An achingly slow moment revealed itself in silence. She passed him the reefer, he took a drag, passed it back. “I guess we’re both about halfway to hell by now,” she said.

“Oh, I don’t know,” he said, and everything seemed to let go of him to make way for that rush of exhilaration he’d been feeling ever since she’d stepped into the can with him, “I’d say it’s more like three quarters,” and they were laughing all over again, in two-part harmony.

It was Harvey himself who finally came to fetch them and when Johnny opened the door on him and the smoke flowed out into the hallway she felt shamed — this wasn’t what she’d come for, this wasn’t professional or even sensible. Of course, Harvey had seen it all in his day, but still he gave her a sour look and it made her feel like some runaway or delinquent caught in the act. For a moment she flashed on the one time she’d been arrested — in a hotel room in Kansas City, after a night when she’d felt the music right down in her cells, when she’d felt unbeatable — but she stopped right there amidst the clutter and shook out her hair to compose herself. Harvey was white-faced. He was furious and why wouldn’t he be? But Johnny chose to ignore it, still riding the exhilaration they’d felt in the bathroom — and it wasn’t the reefer, that wasn’t it at all, or not all of it — and he said, “Hey, Harvey, come on, man, don’t sweat it. We’re ready to slay ’em, aren’t we, babe?”
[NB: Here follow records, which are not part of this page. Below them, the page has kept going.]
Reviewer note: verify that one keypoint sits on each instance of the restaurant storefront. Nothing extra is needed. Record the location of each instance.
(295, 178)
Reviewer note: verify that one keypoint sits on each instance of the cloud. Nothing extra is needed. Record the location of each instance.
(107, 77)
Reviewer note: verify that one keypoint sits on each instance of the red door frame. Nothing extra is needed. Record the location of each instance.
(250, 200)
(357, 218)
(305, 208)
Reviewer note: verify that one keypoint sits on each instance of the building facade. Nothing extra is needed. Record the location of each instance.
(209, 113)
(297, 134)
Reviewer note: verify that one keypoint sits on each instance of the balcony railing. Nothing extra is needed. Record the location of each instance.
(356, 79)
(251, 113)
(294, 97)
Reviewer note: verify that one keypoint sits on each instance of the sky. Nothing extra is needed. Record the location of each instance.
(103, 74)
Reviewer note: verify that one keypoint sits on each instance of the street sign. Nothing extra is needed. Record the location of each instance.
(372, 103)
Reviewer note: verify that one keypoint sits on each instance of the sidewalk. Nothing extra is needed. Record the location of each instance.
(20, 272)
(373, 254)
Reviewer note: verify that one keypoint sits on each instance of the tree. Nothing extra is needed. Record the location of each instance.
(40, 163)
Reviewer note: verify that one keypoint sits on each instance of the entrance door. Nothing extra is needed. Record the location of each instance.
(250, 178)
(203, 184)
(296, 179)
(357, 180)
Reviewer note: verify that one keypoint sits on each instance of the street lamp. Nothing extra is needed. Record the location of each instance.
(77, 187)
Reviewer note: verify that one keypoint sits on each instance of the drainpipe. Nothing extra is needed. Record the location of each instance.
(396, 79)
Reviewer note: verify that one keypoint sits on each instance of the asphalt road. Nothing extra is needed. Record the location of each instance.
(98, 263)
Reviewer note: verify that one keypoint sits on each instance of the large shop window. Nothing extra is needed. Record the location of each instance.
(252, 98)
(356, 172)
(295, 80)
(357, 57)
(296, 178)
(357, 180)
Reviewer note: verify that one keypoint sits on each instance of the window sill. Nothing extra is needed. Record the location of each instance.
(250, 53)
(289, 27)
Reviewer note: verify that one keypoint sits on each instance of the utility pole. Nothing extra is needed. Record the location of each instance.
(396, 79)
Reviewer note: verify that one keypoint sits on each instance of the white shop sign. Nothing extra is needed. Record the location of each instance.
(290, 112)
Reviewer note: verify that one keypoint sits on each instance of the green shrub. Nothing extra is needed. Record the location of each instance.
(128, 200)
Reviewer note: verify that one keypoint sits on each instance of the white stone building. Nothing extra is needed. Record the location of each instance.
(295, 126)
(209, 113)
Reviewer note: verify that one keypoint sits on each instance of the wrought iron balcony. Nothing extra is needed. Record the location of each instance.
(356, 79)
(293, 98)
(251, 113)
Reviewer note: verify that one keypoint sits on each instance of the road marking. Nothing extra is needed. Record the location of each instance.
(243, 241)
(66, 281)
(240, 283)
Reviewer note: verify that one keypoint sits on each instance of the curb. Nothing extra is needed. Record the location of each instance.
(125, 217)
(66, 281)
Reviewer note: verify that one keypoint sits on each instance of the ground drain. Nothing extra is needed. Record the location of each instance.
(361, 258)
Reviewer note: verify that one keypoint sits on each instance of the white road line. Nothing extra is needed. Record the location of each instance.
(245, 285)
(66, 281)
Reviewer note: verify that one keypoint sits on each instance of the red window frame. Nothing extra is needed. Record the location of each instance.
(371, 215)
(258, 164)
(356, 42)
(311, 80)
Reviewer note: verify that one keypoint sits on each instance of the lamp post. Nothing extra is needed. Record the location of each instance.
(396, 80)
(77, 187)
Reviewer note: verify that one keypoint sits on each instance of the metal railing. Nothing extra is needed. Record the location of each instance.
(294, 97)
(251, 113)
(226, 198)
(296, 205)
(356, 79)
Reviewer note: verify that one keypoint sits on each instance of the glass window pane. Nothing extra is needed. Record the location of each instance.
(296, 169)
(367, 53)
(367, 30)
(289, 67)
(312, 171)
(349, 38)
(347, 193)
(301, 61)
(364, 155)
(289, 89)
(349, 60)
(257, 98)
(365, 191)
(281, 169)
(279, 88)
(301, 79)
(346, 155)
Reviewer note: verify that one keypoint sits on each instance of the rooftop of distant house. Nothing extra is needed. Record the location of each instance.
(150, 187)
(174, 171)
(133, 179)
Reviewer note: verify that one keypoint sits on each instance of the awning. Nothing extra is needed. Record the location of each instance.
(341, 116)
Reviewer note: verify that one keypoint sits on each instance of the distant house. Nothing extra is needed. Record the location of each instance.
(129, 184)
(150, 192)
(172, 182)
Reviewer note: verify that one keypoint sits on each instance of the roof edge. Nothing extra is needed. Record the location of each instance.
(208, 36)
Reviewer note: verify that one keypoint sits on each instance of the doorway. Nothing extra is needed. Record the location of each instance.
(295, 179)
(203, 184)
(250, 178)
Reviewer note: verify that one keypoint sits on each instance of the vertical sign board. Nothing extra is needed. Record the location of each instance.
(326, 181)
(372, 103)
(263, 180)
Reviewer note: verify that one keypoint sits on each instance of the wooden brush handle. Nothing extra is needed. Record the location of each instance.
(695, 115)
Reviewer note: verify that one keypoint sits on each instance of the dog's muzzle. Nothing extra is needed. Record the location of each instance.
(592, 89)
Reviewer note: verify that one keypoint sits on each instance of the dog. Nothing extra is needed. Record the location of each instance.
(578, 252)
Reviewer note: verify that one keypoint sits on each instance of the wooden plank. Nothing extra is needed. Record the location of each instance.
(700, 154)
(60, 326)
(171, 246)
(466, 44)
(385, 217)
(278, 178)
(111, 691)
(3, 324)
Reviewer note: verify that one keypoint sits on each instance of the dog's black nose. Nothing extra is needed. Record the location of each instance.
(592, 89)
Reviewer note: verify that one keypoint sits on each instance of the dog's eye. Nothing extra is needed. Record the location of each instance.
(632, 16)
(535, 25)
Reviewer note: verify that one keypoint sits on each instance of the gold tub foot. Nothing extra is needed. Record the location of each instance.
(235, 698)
“Sure,” she said, “sure,” and then they were back in the studio, dirty looks all around, Harvey settling into the control booth with Fred Silver, and the opening strains of “Little Suzy Snowflake,” replete with glockenspiel and tinkling triangle, enveloping the room.

“No, no, no, no,” Johnny shouted, waving his arms through the intro, “cut, cut, cut!”

Neff’s face hung suspended behind the window of the control booth. “What’s the matter now?” his voice boomed, gigantic, disproportionate, sliced three ways with exasperation.

Johnny was conscious of his body, of his shoulders slipping against the pads of his jacket and the slick material of his pants grabbing at his crotch as he turned and gestured to the booth with both palms held out in offering. “It’s just that Darlene and me were working something out back there — warming up, you know? I just think we need to cut the B-side first. What do you think?”

Nobody said a word. He looked at Darlene. Her eyes were blank.

There was a rumble from the control booth, Harvey with his hand over the mike conferring with Fred Silver, the session men studying the cuffs of their trousers, something, somewhere, making a dull slippery hissing sound — they were running tape, and the apprehension of it brought him back to himself.